The news comes as the the first person to contract the disease at the clinic was re-admitted to hospital after his condition worsened.
The man had already spent a night in hospital for observation and was discharged.
Medical officer Dr Brad McCall said at the time: "The person was in good spirits and not exhibiting apparent symptoms."
However, he returned to hospital on Wednesday night after his condition deteriorated. It is understood he is suffering flu-like symptoms.
David Lovell, of Redlands Veterinary Clinic, where the outbreak occurred, told ABC Radio: "His condition has taken a turn for the worse as he's had to be readmitted to hospital, which is very, very disturbing and distressing for us here."

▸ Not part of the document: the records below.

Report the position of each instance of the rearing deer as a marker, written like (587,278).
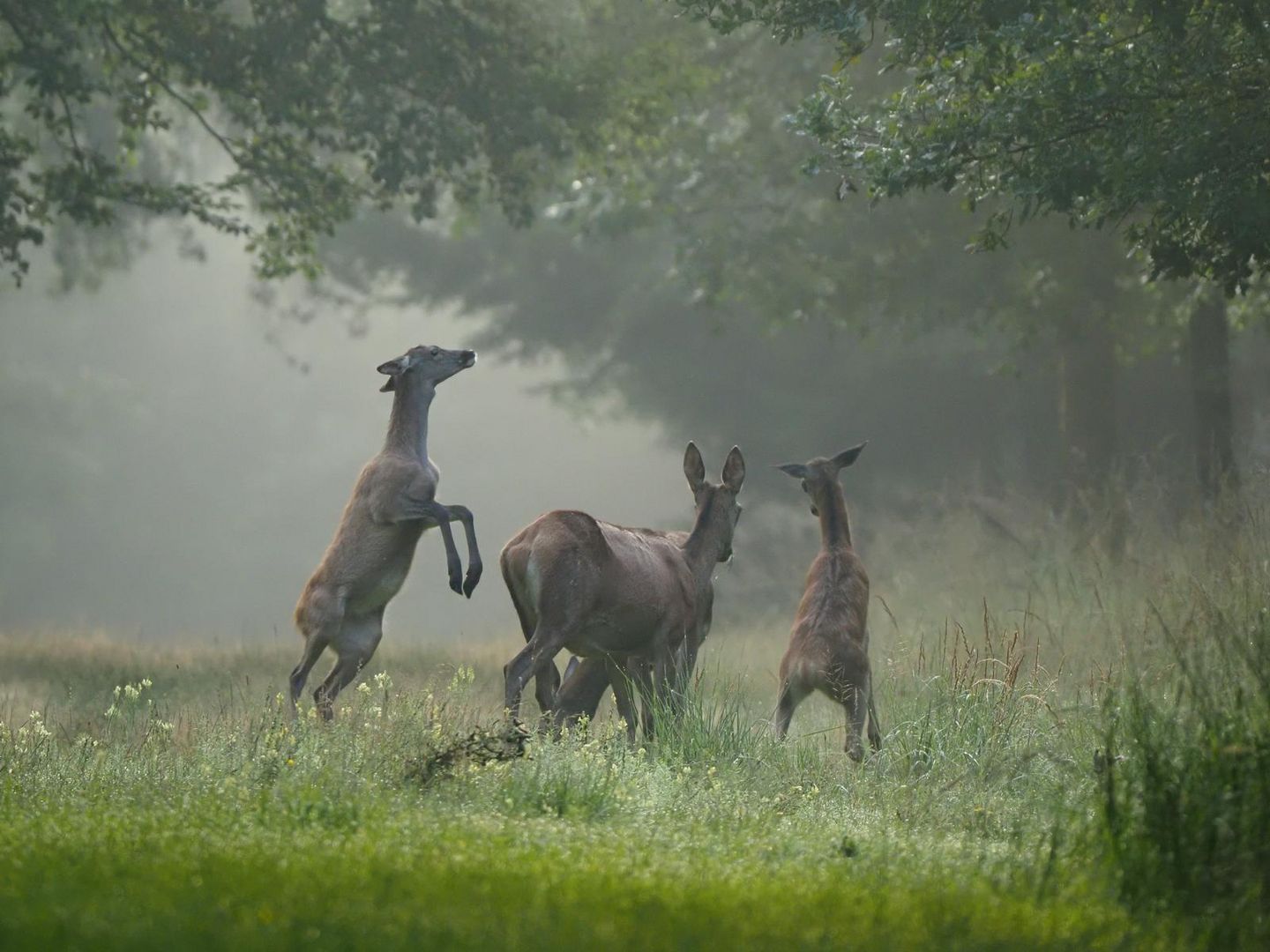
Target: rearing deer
(830,643)
(394,501)
(617,594)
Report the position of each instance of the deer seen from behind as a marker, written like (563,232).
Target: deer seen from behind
(828,648)
(392,502)
(621,598)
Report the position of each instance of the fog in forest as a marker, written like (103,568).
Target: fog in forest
(176,453)
(178,439)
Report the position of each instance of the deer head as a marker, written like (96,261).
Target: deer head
(424,365)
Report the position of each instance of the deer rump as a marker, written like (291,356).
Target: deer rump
(597,589)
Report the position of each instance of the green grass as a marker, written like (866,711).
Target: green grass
(192,811)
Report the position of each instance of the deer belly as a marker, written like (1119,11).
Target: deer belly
(378,591)
(619,632)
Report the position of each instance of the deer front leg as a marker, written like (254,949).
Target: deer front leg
(620,680)
(433,513)
(474,565)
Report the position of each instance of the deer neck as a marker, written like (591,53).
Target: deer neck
(703,545)
(834,524)
(407,424)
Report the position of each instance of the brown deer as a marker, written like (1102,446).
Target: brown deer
(621,597)
(392,502)
(830,643)
(586,681)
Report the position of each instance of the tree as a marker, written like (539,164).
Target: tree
(317,109)
(1145,115)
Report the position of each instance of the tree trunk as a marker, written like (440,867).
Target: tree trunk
(1087,406)
(1209,352)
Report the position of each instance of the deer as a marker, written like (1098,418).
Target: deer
(585,682)
(394,502)
(828,649)
(623,599)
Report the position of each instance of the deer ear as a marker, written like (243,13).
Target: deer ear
(796,470)
(693,467)
(735,470)
(394,367)
(848,456)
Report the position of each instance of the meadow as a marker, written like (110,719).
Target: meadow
(1077,755)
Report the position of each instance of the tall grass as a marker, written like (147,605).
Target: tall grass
(1076,755)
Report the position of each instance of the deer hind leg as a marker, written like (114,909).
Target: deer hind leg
(546,683)
(528,663)
(358,637)
(874,725)
(624,695)
(319,619)
(582,689)
(793,693)
(314,645)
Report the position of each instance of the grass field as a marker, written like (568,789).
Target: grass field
(1074,758)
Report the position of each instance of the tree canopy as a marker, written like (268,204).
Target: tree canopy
(315,107)
(1147,115)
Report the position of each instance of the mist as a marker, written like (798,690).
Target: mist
(168,472)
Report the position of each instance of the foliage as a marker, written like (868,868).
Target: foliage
(317,109)
(185,801)
(1145,115)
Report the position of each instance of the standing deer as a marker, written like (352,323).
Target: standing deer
(830,643)
(586,681)
(394,501)
(626,598)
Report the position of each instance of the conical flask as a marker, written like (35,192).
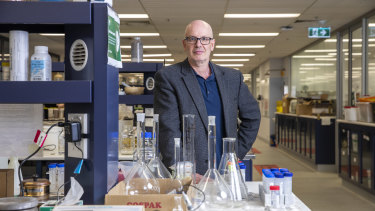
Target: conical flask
(155,165)
(188,147)
(140,179)
(230,170)
(217,193)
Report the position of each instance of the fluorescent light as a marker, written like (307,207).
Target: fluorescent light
(149,55)
(151,60)
(240,46)
(325,59)
(139,34)
(234,54)
(276,15)
(312,56)
(231,65)
(230,60)
(146,46)
(157,55)
(52,34)
(309,68)
(158,60)
(132,16)
(248,34)
(318,64)
(320,50)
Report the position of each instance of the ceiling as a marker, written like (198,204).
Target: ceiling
(170,17)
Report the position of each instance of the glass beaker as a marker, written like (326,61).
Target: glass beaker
(188,147)
(230,170)
(156,166)
(140,179)
(217,193)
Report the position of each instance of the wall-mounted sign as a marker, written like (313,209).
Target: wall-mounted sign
(319,32)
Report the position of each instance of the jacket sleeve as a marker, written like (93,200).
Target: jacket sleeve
(165,104)
(249,114)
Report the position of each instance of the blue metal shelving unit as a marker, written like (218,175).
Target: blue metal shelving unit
(93,90)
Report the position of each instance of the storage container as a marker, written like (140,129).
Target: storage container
(366,111)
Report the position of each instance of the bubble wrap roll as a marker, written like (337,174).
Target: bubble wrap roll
(19,55)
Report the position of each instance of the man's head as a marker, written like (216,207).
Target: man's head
(197,52)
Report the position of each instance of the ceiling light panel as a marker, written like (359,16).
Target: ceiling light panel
(230,60)
(239,46)
(273,15)
(133,16)
(234,54)
(139,34)
(268,34)
(231,65)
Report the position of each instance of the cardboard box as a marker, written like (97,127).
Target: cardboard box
(304,108)
(6,183)
(286,102)
(151,202)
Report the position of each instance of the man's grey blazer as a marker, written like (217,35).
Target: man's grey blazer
(177,92)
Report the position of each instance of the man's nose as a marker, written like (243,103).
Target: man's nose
(198,43)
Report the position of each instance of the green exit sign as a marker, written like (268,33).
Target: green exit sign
(319,32)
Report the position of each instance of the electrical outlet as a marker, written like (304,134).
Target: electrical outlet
(83,119)
(74,152)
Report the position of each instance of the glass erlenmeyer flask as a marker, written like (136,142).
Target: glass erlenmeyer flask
(217,193)
(140,179)
(188,147)
(155,165)
(230,170)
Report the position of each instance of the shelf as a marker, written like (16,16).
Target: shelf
(58,67)
(43,16)
(46,92)
(134,67)
(369,124)
(136,99)
(305,116)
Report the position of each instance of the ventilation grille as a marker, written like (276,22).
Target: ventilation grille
(78,55)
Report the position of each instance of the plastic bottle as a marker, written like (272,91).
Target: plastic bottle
(61,143)
(41,65)
(52,177)
(60,177)
(282,170)
(136,50)
(13,164)
(6,71)
(243,170)
(268,179)
(279,180)
(288,182)
(275,196)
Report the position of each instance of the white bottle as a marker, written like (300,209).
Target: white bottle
(61,143)
(52,171)
(60,177)
(13,164)
(40,65)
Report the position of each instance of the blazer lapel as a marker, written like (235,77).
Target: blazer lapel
(192,86)
(223,88)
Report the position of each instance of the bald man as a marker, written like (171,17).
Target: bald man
(200,87)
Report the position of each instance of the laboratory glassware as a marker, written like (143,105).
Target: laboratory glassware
(188,147)
(155,165)
(140,179)
(217,193)
(230,170)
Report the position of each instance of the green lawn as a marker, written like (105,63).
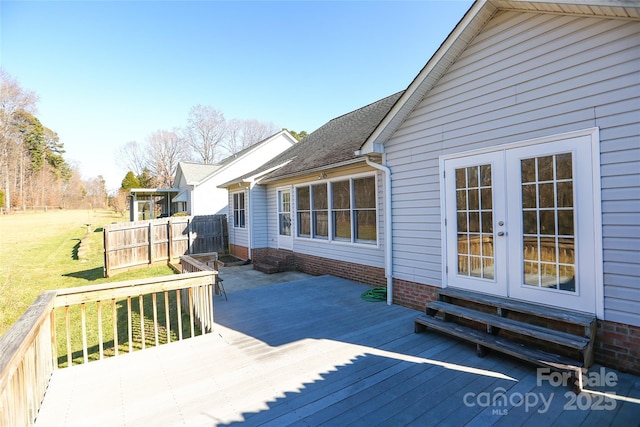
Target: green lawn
(39,251)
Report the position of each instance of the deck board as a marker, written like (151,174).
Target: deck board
(311,352)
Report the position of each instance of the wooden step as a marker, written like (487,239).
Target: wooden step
(538,310)
(545,334)
(266,268)
(532,355)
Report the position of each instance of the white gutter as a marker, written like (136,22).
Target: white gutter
(388,260)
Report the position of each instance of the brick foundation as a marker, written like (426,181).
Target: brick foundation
(618,346)
(241,252)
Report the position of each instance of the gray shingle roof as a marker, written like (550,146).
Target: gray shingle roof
(333,143)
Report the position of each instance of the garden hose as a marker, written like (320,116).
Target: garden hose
(375,295)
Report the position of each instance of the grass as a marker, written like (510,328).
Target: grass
(39,252)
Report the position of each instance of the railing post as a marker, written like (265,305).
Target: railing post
(150,242)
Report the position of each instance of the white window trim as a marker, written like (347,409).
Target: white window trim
(331,239)
(594,134)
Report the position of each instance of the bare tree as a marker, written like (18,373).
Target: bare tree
(165,150)
(205,130)
(134,157)
(13,99)
(242,134)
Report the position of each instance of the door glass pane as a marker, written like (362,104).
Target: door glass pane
(548,237)
(474,206)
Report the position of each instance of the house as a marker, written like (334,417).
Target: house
(196,189)
(509,166)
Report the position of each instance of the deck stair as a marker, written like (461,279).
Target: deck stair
(488,321)
(275,262)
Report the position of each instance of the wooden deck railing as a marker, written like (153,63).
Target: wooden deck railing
(29,351)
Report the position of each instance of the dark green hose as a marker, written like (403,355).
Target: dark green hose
(375,295)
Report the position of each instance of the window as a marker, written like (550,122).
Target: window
(238,210)
(364,190)
(303,212)
(342,210)
(320,212)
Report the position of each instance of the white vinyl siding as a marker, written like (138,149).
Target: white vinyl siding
(528,75)
(237,236)
(259,217)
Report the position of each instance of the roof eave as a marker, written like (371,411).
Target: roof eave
(312,170)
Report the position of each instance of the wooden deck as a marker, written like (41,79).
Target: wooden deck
(311,352)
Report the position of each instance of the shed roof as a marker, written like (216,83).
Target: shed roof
(464,33)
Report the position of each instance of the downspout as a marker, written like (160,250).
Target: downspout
(388,260)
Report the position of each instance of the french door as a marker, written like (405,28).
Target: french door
(285,237)
(520,223)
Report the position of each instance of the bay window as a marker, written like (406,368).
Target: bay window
(342,210)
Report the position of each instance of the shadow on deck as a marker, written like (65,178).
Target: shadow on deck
(311,352)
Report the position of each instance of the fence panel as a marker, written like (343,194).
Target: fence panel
(143,243)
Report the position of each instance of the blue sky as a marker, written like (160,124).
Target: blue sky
(109,72)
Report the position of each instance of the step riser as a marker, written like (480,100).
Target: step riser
(546,336)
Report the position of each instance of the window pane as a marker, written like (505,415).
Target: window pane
(564,169)
(487,222)
(463,243)
(485,175)
(365,193)
(545,196)
(565,194)
(530,222)
(320,196)
(528,167)
(461,178)
(461,200)
(472,175)
(474,222)
(366,225)
(342,225)
(285,224)
(341,195)
(487,201)
(529,197)
(304,224)
(474,200)
(320,224)
(303,198)
(547,222)
(565,223)
(545,168)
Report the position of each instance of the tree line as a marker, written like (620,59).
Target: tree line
(207,138)
(33,170)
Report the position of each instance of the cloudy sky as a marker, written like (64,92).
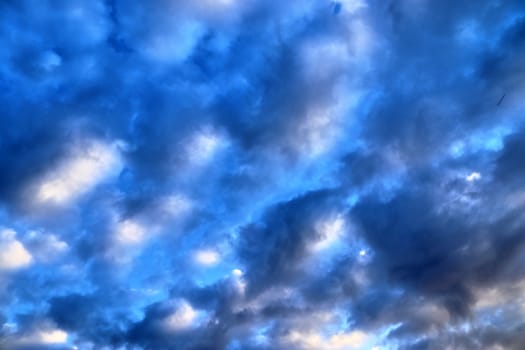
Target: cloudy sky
(262,175)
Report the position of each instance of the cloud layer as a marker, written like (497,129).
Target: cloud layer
(227,174)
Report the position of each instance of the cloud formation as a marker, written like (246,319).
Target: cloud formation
(227,174)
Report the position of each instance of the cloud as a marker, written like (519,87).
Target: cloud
(13,255)
(227,174)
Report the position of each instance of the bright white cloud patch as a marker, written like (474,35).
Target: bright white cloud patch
(44,337)
(79,174)
(316,341)
(203,146)
(13,254)
(473,177)
(207,257)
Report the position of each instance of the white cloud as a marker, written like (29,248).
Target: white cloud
(207,257)
(313,340)
(330,230)
(13,254)
(79,173)
(129,232)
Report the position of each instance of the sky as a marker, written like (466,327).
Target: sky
(262,175)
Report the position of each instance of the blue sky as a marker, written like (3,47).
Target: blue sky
(260,175)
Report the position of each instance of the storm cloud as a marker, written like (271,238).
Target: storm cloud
(250,174)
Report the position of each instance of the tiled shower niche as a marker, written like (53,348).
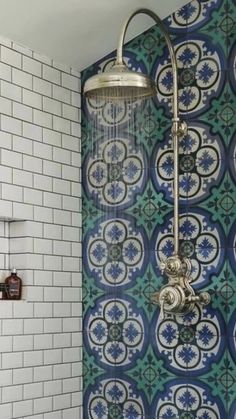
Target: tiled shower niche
(135,365)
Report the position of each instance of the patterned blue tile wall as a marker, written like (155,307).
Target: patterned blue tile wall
(135,365)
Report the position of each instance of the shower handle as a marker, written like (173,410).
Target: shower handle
(178,296)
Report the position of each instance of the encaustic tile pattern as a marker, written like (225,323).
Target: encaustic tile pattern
(135,365)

He told ABC that a woman staff member had developed symptoms yesterday and went to hospital. She has now tested positive for the disease.
Queensland Health is now reportedly testing and monitoring the health of 50 people for the disease who may have had contact with horses at the practive.
Hendra is carried by native fruit bats and the virus can spread to horses, particularly during the bats' breeding season. In a handful of cases it can jump from horses to humans and two people are known to have died as a result. The infection of the woman from the clinic is the fifth known case in people.
There are no known cases of human-to-human transmission.
The outbreak at Bayside involved three horses. One died from the infection and another was euthanized. The third is recovering.
The death of a horse in northern Queensland has also been confirmed as being caused by Hendra and up to a dozen people who had links to that horse are being monitoring.
Testing of people potentially exposed to the virus will continue for some time, with antibodies to the virus taking up to two weeks to appear.